1.2 The complainant referred her claim to the Director of the Equality Tribunal on 25 March 2010. On 26 June 2012, in accordance with his powers under section 75 of the Acts, the Director delegated the case to me, Hugh Lonsdale, an Equality Officer, for investigation, hearing and decision and for the exercise of other relevant functions of the Director under Part VII of the Acts, on which date my investigation commenced. In accordance with Section 79 (1) of the Acts and as part of my investigation I proceeded to a hearing on 4 September 2012.

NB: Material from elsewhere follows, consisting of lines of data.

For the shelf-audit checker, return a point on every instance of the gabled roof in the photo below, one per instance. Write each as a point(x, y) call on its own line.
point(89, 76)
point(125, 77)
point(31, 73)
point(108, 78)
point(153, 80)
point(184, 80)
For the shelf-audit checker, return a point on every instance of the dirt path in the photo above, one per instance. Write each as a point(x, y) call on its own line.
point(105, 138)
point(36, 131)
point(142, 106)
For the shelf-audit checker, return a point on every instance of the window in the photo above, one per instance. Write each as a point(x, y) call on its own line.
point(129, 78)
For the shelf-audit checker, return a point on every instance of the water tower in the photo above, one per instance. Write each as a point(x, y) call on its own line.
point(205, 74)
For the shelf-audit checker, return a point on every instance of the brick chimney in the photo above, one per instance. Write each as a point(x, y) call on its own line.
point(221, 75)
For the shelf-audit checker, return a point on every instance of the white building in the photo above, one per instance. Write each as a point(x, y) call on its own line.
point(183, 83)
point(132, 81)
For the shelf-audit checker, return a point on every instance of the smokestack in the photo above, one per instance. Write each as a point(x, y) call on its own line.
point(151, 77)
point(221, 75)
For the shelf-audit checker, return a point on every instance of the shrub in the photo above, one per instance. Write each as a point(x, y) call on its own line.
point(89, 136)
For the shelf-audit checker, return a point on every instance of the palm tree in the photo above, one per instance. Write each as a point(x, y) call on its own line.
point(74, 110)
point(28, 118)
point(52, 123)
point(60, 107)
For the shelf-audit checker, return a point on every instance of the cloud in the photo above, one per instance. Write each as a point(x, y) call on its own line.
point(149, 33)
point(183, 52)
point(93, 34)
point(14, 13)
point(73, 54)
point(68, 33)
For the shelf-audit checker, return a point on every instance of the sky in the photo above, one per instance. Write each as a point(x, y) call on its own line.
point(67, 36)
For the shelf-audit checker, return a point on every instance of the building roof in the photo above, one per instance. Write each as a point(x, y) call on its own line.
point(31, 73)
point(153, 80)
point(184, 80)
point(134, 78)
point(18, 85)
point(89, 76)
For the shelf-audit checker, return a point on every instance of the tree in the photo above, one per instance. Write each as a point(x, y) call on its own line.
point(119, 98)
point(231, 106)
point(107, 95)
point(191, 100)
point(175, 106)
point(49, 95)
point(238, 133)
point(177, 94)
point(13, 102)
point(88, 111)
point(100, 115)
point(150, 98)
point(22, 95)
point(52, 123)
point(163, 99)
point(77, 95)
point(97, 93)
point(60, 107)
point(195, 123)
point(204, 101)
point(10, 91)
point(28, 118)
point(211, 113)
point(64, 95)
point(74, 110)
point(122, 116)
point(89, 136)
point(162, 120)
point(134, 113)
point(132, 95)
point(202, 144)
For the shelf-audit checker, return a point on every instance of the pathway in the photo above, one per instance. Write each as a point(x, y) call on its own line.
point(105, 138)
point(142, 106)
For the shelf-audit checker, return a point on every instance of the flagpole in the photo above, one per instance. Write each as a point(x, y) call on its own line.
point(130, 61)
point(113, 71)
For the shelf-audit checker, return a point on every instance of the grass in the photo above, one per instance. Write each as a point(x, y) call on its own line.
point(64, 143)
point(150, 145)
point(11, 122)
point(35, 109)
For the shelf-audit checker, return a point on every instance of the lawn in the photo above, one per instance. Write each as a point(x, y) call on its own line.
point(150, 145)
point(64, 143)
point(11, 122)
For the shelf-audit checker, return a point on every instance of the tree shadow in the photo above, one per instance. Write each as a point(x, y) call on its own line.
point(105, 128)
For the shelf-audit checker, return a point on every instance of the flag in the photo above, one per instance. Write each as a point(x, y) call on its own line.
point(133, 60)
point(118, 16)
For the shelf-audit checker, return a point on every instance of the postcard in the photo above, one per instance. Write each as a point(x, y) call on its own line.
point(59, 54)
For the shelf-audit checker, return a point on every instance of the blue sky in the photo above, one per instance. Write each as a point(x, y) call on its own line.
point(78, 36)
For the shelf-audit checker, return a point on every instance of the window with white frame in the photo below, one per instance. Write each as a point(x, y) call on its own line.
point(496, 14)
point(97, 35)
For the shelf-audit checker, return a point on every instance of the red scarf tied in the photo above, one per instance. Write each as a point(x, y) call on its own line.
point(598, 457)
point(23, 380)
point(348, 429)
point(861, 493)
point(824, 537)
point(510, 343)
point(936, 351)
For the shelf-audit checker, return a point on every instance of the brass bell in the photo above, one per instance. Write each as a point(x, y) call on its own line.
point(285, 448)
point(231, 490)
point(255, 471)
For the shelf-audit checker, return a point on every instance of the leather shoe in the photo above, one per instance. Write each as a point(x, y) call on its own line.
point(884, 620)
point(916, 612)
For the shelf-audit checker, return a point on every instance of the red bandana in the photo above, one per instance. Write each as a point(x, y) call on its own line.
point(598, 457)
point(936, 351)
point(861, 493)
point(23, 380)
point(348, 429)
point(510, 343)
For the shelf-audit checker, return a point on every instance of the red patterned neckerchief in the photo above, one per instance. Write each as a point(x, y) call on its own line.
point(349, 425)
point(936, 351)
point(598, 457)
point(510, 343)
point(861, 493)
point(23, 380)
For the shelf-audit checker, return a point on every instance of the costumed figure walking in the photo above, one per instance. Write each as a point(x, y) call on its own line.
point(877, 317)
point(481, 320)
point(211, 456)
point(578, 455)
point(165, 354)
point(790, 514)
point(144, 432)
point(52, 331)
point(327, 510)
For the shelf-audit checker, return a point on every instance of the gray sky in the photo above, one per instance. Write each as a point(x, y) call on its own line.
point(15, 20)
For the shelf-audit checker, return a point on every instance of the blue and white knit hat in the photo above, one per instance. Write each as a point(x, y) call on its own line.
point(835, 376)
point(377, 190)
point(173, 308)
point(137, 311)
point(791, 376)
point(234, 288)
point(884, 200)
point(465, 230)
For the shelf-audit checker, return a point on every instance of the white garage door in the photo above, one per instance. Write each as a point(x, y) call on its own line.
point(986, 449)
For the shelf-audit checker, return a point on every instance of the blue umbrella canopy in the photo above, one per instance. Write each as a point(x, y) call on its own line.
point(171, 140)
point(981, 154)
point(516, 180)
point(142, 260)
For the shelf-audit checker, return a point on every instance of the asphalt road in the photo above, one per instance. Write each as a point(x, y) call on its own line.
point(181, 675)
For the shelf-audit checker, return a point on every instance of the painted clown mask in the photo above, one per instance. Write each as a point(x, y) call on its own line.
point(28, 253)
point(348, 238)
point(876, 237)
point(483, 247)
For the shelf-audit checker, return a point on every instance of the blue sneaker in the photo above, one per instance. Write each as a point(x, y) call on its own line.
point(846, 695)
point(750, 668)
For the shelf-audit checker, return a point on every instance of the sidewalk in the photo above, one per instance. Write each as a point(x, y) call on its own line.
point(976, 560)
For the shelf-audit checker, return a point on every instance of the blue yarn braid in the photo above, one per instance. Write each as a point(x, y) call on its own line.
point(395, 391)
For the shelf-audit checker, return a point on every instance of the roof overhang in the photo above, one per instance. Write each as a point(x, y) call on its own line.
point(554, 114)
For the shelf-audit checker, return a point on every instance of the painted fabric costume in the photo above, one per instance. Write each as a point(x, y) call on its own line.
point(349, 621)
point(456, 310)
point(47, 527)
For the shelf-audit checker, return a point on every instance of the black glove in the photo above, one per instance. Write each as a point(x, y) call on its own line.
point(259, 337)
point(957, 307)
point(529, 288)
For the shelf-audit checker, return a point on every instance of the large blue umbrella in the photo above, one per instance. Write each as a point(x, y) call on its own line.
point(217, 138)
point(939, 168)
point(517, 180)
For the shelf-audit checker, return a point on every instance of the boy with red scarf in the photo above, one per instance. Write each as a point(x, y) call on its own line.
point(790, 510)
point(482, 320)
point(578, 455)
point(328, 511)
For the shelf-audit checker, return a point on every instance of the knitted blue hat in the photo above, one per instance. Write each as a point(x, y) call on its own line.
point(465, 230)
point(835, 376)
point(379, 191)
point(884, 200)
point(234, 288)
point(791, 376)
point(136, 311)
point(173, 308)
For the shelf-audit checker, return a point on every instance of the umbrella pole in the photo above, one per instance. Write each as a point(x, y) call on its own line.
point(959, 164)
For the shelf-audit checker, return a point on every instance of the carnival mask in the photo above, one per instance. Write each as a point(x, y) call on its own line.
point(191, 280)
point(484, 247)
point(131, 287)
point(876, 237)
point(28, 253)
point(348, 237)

2. COMPLAINANT'S SUBMISSION
2.1 The complainant has been employed by the respondent, then the South Western Area Health Board, as a Social Care Worker since August 2004. From June 2005 she has worked at Alberg House which is managed by Community Services Dublin South West.
2.2 The complainant submits that under her conditions of employment she is entitled to a number premium payments for working unsocial hours. However, until 1 July 2010 she received no payments to which she was entitled for working 'twilight hours'. She was paid this allowance from 1 July 2010 but received no arrears of payment.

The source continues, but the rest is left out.